Calcium-dependent and calcium-independent mechanisms of irreversible cell injury in cultured hepatocytes.

It has been proposed that alterations in intracellular calcium homeostasis mediate the genesis of lethal cell injury with an acute oxidative stress. It is shown here, however, that such changes can be dissociated by two different means from the cell death occurring with the exposure of cultured hepatocytes to hydrogen peroxide generated either in the medium by glucose oxidase or intracellularly by the mechanism of menadione. The chelation of intracellular ferric iron with deferoxamine inhibits the formation of hydroxyl radicals from hydrogen peroxide and prevents cell killing.
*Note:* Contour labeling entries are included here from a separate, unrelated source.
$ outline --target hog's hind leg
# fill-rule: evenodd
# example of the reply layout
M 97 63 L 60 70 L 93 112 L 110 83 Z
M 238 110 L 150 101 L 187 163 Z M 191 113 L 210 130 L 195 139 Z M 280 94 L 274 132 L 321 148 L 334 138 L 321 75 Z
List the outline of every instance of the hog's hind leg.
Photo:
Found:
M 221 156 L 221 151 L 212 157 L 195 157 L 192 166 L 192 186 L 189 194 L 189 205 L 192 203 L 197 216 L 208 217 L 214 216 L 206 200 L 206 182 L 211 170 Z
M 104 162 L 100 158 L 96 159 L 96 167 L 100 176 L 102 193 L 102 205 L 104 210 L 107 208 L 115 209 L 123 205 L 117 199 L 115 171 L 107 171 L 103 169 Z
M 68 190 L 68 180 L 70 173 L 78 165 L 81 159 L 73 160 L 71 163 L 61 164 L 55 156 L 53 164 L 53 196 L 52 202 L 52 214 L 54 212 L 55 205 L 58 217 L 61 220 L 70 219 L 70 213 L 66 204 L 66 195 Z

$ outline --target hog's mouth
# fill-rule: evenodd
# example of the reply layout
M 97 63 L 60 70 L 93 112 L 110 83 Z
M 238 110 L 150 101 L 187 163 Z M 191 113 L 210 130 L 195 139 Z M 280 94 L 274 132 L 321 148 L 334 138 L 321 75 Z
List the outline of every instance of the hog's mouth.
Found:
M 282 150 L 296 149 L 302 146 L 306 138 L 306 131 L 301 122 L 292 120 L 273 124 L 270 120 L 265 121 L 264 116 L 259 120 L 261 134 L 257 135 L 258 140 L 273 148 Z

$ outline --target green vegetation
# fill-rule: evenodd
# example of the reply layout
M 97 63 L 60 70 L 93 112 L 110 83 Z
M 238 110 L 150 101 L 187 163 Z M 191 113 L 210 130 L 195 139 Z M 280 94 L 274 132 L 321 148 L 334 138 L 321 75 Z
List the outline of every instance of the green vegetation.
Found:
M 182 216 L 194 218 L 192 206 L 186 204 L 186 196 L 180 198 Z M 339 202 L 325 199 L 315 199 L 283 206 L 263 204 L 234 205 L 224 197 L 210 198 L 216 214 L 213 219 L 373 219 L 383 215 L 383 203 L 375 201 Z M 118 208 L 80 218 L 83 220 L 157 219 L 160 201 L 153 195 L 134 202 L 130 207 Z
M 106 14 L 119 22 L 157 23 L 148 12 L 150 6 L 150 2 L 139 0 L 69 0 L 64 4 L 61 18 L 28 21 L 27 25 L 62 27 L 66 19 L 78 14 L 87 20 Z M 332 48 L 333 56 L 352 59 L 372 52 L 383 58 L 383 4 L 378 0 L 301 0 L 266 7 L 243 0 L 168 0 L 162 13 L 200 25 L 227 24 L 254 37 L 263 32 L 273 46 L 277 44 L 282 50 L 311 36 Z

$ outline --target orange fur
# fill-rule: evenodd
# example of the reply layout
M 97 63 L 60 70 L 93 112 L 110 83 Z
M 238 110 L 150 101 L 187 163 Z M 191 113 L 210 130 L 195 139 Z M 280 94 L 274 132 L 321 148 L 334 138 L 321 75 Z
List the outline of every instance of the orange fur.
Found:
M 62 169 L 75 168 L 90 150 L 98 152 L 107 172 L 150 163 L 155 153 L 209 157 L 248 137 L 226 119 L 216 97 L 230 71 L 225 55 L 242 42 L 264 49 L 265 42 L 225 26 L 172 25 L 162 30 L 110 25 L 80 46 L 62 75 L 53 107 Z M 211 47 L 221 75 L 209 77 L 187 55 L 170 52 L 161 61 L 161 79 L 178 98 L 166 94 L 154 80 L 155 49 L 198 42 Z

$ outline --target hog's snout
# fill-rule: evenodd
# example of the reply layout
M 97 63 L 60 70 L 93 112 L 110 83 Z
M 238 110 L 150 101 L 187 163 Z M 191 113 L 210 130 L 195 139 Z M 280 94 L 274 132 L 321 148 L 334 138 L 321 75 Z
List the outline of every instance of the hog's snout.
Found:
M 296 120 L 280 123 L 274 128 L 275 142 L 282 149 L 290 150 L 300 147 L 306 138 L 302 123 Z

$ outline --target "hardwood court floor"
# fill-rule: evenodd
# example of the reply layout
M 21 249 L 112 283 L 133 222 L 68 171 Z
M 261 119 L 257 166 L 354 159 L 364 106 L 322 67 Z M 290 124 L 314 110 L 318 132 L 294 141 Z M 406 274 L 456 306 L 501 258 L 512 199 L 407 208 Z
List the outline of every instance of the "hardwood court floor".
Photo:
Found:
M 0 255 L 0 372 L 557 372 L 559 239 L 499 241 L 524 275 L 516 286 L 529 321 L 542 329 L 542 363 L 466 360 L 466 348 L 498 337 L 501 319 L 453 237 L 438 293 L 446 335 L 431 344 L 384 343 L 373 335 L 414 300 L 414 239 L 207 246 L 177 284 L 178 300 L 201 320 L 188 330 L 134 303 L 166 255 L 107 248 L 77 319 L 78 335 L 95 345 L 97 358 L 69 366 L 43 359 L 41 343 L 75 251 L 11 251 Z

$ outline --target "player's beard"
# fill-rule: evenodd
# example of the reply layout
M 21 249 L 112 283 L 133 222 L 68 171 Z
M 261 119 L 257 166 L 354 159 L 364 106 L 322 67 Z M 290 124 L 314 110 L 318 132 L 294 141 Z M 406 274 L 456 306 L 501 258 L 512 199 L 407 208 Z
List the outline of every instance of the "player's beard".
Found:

Deferoxamine did not prevent, however, an elevation of the cytosolic Ca2+ ion concentration detected as an activation of phosphorylase alpha. Sulfhydryl reagents inhibited the rise in phosphorylase alpha activity in deferoxamine-pretreated hepatocytes. Conversely, cultured hepatocytes were depleted of Ca2+ ions by treatment with EGTA in a calcium-free medium. Calcium-depleted cells were not resistant to the toxicity of hydrogen peroxide despite the virtual elimination of the activation of phosphorylase alpha. In contrast, it was possible to kill cultured hepatocytes by a mechanism dependent upon a disordered intracellular calcium homeostasis using hepatocytes pretreated in calcium-free medium with the ionophore A23187. These cells were killed in a dose-dependent manner by the addition of calcium ions to the culture medium in concentrations ranging from 0.1 to 2.0 mM. There was a similar dose-dependent activation of phosphorylase alpha, but phosphorylase alpha activities were higher than with H2O2 at comparable cell killing. Deferoxamine pretreatment and sulfhydryl reagents had no effect on the loss of viability with this calcium-dependent cell killing.